The State of Alaska faces a $1.5 billion deficit, which it has experienced for the past 10 years. Savings have dropped from $22 billion to a few hundred million, and services have been pared accordingly. Key to the deficit has been a decline in oil revenue — oil revenue paid for nearly 90% of Alaska’s budget until 10 years ago. Declines in oil values and production levels with no broad-based tax in place to ensure a steady stream of revenue, has led to challenging budgets.
The 2021 legislative session, like many of the past sessions, was focused on the budget and Alaska’s annual Permanent Dividend Check (PFD). The PFD has been reduced to help cover the cost of government, and Alaskans — who in the past received $3,000 per person — now receive $1,100. The budget and PFD debates have left little room for other important discussions, including those on the needs of Alaska’s children and families.
In spite of the challenging 2021 legislative environment, Alaska allies made progress in several areas:
- Ensured continuation of current investments of early childhood as Alaska made further cuts to the budget due to the $1.5B deficit.

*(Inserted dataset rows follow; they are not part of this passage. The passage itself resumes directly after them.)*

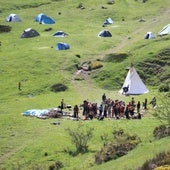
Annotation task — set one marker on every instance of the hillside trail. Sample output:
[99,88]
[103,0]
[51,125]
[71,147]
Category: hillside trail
[83,87]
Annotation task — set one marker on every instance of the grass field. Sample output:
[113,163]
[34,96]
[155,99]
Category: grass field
[31,143]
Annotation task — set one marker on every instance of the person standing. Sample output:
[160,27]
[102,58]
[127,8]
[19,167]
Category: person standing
[138,107]
[19,86]
[76,111]
[62,105]
[104,97]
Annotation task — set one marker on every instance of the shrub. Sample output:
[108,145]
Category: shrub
[58,87]
[5,28]
[161,131]
[118,57]
[162,111]
[56,166]
[164,88]
[95,65]
[161,159]
[80,138]
[124,143]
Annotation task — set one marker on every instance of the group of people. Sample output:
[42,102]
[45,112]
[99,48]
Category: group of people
[110,108]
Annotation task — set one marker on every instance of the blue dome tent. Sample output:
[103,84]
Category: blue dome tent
[44,19]
[104,33]
[60,34]
[62,46]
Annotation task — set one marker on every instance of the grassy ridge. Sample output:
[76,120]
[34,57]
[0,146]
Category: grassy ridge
[36,63]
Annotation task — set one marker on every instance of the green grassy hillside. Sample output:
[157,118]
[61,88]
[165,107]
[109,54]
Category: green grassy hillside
[38,65]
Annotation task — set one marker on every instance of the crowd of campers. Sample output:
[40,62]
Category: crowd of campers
[116,109]
[109,108]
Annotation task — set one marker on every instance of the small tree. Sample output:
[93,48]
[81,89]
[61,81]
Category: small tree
[80,137]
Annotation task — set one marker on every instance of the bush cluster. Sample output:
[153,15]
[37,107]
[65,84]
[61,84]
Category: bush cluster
[161,131]
[122,145]
[56,166]
[161,161]
[58,87]
[164,88]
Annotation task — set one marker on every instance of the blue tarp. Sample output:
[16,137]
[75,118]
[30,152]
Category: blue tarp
[35,112]
[62,46]
[44,19]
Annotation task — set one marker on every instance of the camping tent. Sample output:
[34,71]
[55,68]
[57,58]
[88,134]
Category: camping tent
[133,83]
[28,33]
[62,46]
[44,19]
[149,35]
[13,18]
[60,34]
[104,33]
[165,30]
[108,21]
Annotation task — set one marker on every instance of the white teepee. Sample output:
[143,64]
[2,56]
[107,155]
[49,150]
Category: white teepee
[133,83]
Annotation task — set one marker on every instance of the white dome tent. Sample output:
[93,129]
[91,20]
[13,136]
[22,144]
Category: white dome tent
[13,18]
[133,84]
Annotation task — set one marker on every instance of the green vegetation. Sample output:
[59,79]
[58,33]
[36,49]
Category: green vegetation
[47,76]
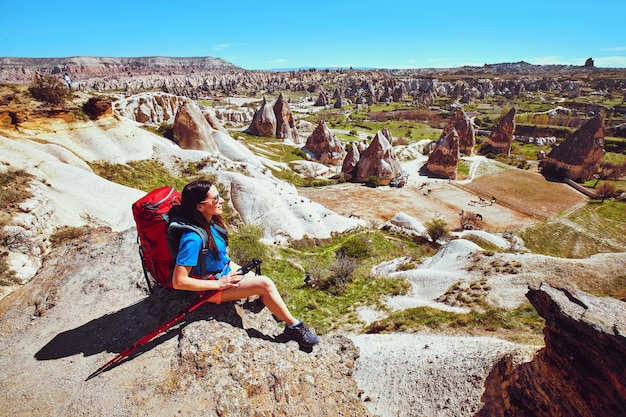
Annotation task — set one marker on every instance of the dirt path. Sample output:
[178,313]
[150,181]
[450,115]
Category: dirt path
[521,199]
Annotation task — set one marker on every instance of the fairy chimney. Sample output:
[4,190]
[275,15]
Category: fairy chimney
[444,159]
[501,136]
[322,99]
[263,122]
[379,160]
[350,162]
[285,125]
[465,130]
[579,156]
[192,130]
[324,145]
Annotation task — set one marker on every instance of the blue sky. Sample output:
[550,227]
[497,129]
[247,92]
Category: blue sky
[321,33]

- Prevented any budget cuts to the education budget which protected K-3rd grade.
- Prevented a split of the state’s Department of Health & Social Services into two divisions. The Governor made the proposal in an executive order, which the legislature must approve, deny, or simply allow to stand without action. (Changing the legislation is prohibited.) Alaska Children’s Trust, in partnership with DHSS, hosted community forums across Alaska to hear organizations’ concerns. This led to the legislation being pulled.
Influencing Federal Funds
Advocates in Alaska helped to ensure federal relief funds were utilized to meet the needs and demands of the child care field. This included ensuring providers and others received funding to keep their doors open, purchase Personal Protective Equipment (PPE) supplies, increase salaries, offer training, and build capacity to assist providers in moving up in the QRIS process.
Sustained Advocacy Campaigns
Advocates will continue to try to pass a key priority: the Pre-K Program and Reading Act in 2022. They are working with the house majority to move the Act and have the two bills (SB 111 and HB 164) meet in conference and become approved in 2022.
Advocates also continue to build momentum in legislature to include mental health in the overall health curriculum for K-12.